News, service

Meta Sam 3D: Create 3D from 2D Photos

25. 11. 25.

Meta has strengthened its vision AI competitiveness by unveiling its next-generation image segmentation model, SAM3, and its single-image-based 3D reconstruction technology, SAM3D. This release is considered a technological advancement that fundamentally changes the way we understand and edit images and videos. Meta also unveiled a new experimental platform, Segment Anything Playground, allowing anyone to try out both models.

Sam3 provides the ability to detect and segment objects within images using text commands alone. While existing models focused on categorized labels like vehicles or animals, Sam3 also recognizes specific expressions like the red hat. This allows users to select and edit only the desired objects during photo or video editing, offering new ways for creators and editors to utilize Sam3. Meta announced that Sam3 will be integrated into its Edits app and Meta's AI-based service, Vibes.

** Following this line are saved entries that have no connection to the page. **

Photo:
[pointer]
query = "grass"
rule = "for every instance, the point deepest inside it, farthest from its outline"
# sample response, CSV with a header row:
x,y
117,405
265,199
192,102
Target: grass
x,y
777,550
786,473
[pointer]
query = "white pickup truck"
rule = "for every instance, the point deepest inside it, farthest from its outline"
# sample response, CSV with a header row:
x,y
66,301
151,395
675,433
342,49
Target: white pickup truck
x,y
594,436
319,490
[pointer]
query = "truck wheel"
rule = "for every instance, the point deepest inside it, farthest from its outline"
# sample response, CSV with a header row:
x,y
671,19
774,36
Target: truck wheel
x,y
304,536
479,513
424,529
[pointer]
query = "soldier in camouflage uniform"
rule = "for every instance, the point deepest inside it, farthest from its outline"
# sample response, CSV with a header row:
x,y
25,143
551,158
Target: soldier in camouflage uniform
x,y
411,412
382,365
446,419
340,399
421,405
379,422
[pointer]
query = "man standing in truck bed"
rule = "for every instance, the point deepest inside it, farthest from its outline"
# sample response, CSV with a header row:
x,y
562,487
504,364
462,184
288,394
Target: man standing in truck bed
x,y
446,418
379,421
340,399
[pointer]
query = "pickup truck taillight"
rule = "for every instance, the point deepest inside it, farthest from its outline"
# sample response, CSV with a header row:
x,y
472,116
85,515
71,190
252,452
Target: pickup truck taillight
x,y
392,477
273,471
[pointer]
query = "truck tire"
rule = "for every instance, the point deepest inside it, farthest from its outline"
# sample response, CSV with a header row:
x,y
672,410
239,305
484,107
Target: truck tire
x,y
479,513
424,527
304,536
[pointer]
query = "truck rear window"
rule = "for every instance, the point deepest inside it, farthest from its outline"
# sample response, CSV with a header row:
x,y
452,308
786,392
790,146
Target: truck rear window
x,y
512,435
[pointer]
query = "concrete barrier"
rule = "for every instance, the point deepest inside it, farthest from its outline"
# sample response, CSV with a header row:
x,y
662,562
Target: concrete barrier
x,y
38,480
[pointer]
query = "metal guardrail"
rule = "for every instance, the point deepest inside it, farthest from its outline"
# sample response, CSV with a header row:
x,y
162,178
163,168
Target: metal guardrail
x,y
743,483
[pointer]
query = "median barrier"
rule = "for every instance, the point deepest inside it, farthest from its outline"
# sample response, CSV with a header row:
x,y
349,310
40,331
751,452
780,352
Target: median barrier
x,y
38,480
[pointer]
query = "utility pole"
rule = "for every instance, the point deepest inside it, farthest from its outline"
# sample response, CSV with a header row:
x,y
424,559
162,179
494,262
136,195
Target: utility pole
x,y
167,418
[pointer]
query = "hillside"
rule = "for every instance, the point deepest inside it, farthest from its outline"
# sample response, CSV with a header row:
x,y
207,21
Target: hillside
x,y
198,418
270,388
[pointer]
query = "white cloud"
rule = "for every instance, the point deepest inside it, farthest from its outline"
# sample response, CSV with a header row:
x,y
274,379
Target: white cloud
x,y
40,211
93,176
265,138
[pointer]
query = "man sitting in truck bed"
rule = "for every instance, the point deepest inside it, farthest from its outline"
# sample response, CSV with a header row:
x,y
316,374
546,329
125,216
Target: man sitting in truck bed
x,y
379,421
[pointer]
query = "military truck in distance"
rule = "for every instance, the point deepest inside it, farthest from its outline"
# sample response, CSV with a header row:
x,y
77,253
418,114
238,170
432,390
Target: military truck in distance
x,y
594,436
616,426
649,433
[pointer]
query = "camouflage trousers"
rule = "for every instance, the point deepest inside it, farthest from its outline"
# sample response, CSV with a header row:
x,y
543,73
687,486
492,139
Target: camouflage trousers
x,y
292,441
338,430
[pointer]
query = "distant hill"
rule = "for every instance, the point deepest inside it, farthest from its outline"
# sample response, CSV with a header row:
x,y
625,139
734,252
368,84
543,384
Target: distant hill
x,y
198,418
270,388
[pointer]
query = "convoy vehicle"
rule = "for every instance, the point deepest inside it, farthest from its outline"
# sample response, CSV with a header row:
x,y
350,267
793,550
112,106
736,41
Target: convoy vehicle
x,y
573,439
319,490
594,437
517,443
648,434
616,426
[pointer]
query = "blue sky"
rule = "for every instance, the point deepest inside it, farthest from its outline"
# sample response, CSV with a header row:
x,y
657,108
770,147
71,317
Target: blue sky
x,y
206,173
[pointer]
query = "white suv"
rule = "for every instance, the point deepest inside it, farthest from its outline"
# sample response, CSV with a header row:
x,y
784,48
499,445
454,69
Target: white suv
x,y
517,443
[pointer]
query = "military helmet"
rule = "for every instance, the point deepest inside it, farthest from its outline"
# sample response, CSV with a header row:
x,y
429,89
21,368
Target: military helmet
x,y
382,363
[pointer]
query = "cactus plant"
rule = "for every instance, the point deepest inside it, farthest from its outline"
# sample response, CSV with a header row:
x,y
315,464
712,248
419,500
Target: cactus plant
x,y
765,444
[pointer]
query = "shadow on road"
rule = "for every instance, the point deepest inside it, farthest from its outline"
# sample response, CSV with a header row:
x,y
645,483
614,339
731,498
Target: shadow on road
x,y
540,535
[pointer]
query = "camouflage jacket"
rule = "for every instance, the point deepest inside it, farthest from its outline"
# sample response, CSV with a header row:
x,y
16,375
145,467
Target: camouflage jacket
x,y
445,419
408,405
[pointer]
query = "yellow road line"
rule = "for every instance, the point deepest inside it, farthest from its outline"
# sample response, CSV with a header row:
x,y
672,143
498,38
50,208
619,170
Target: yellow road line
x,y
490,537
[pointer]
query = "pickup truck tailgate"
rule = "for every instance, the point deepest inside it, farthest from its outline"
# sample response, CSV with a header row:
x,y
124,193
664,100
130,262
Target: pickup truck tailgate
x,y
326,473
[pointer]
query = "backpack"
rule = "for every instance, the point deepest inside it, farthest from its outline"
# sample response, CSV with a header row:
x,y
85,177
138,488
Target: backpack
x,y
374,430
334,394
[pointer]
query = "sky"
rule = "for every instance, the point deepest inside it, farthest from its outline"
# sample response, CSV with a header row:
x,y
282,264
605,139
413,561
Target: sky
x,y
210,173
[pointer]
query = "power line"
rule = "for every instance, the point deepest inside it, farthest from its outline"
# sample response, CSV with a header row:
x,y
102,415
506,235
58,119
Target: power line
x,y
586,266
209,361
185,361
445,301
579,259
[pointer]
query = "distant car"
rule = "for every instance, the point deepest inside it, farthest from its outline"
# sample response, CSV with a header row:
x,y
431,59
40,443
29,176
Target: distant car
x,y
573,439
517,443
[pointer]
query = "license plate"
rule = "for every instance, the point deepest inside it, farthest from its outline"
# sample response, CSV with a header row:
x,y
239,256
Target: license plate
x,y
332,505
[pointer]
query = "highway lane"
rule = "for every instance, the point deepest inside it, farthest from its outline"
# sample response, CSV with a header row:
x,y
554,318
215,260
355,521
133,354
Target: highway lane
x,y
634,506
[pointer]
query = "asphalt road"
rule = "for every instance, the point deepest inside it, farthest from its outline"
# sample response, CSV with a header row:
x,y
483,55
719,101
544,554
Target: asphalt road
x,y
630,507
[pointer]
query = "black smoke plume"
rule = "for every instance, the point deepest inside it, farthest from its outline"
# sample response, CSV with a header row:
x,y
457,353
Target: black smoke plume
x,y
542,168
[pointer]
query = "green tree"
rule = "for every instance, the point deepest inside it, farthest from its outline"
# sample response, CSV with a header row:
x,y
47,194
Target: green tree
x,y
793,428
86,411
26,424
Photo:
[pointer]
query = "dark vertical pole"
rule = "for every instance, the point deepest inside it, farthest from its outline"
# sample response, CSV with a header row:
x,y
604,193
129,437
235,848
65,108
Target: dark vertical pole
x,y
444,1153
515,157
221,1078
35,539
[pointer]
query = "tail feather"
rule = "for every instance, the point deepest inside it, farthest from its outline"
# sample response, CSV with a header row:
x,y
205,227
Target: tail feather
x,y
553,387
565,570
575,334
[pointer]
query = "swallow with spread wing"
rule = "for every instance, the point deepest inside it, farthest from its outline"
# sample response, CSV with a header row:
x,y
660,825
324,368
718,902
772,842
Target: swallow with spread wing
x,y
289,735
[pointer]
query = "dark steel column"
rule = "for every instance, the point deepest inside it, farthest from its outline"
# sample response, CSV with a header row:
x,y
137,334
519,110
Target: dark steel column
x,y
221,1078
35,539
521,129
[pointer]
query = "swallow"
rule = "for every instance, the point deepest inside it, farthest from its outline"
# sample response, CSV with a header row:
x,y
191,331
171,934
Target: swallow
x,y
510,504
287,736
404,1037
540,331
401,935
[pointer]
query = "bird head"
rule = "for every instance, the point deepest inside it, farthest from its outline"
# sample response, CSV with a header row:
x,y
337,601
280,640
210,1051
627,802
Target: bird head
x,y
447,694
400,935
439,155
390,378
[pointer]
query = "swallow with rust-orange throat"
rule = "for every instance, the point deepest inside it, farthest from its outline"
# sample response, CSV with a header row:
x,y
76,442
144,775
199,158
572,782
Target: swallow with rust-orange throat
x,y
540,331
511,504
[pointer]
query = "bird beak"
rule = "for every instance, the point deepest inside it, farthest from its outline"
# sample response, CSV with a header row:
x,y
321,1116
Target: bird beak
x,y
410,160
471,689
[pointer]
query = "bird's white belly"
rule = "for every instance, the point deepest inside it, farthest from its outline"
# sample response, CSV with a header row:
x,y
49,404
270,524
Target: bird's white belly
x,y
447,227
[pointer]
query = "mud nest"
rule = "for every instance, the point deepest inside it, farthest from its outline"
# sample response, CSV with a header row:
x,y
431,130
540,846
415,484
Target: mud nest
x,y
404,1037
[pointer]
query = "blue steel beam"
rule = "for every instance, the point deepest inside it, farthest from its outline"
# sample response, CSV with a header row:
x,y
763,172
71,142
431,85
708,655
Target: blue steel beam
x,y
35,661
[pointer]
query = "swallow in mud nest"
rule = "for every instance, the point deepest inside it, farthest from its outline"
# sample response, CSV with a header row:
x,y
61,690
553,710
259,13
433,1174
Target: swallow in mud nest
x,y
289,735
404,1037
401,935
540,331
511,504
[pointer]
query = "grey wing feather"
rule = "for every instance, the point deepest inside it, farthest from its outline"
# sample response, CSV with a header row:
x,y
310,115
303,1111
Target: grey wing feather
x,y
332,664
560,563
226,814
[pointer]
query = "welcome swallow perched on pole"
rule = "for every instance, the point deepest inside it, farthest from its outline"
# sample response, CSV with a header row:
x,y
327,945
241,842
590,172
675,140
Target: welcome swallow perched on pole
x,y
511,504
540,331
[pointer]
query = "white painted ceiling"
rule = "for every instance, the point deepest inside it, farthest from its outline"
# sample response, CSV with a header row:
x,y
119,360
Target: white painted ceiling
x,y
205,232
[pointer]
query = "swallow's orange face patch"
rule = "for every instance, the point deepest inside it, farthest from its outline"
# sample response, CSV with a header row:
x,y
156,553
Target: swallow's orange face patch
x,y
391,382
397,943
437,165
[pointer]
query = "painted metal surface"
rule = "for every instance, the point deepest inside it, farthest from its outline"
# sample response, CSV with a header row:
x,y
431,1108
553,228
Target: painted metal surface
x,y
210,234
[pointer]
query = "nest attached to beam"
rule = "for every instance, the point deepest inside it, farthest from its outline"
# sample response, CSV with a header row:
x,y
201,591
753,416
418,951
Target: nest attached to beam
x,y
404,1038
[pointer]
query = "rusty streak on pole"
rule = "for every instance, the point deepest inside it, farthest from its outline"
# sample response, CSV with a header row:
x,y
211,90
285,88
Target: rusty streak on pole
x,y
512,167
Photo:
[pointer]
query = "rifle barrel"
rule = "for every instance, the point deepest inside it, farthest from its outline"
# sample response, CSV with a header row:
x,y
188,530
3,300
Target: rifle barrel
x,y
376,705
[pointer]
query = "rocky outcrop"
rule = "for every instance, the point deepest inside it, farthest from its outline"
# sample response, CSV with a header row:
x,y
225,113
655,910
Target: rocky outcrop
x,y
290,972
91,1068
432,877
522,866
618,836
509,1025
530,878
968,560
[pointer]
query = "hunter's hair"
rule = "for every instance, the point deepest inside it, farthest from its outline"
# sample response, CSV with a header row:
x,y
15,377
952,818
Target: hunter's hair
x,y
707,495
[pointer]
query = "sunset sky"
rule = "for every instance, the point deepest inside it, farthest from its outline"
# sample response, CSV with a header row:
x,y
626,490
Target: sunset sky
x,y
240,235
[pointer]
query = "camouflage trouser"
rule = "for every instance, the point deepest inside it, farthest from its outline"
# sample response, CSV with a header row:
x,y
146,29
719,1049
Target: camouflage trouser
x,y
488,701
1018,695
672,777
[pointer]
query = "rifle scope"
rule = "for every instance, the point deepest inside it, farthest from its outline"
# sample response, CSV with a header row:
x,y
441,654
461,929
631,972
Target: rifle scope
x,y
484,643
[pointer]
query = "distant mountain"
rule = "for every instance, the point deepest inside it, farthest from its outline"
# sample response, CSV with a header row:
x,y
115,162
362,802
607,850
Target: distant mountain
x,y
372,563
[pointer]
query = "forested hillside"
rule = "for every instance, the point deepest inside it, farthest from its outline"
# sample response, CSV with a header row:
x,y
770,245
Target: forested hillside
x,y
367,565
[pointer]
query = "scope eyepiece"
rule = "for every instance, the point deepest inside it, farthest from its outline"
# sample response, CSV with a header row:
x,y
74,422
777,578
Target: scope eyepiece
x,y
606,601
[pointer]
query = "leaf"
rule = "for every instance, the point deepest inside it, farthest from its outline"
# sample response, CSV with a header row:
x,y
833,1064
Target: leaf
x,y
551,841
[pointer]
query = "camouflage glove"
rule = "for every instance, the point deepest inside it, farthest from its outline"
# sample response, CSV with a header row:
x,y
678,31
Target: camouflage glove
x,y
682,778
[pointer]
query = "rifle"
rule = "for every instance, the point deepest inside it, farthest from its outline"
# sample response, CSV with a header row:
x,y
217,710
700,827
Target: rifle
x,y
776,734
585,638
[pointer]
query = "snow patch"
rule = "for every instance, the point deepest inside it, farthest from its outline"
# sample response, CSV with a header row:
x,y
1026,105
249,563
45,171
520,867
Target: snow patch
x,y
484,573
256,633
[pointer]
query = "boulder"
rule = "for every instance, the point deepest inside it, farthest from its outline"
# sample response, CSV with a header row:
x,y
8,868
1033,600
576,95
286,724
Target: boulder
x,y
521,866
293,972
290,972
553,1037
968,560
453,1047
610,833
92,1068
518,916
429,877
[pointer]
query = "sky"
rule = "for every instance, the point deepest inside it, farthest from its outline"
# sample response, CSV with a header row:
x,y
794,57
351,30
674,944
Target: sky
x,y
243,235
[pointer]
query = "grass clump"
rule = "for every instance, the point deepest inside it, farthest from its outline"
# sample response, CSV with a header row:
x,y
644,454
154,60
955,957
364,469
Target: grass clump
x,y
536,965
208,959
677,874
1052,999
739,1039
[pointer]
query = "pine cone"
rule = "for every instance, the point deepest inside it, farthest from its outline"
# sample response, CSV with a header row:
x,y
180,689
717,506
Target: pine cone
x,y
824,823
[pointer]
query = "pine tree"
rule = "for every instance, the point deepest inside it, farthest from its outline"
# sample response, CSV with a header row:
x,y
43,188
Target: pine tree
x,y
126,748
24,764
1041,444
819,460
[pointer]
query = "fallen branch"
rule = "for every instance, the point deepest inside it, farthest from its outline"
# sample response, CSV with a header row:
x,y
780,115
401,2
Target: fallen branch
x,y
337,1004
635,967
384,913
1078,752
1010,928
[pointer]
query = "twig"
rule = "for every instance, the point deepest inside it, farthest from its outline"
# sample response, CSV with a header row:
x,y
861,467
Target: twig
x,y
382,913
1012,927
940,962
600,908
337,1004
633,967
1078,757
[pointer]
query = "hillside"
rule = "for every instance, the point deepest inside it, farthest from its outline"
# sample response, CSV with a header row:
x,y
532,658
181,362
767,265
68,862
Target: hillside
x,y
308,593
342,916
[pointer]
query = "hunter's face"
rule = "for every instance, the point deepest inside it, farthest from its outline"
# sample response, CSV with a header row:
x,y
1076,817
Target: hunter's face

Sam3D is a model that reconstructs objects and people in three dimensions using just a single photo. Sam3D Object reproduces the shape and texture of various objects, such as furniture and household items, found in everyday scenes. Sam3D Body precisely estimates human full-body poses and body shapes. Meta explained that it built a large-scale image- and video-based dataset to achieve this, and designed it to handle complex poses and occluded bodies.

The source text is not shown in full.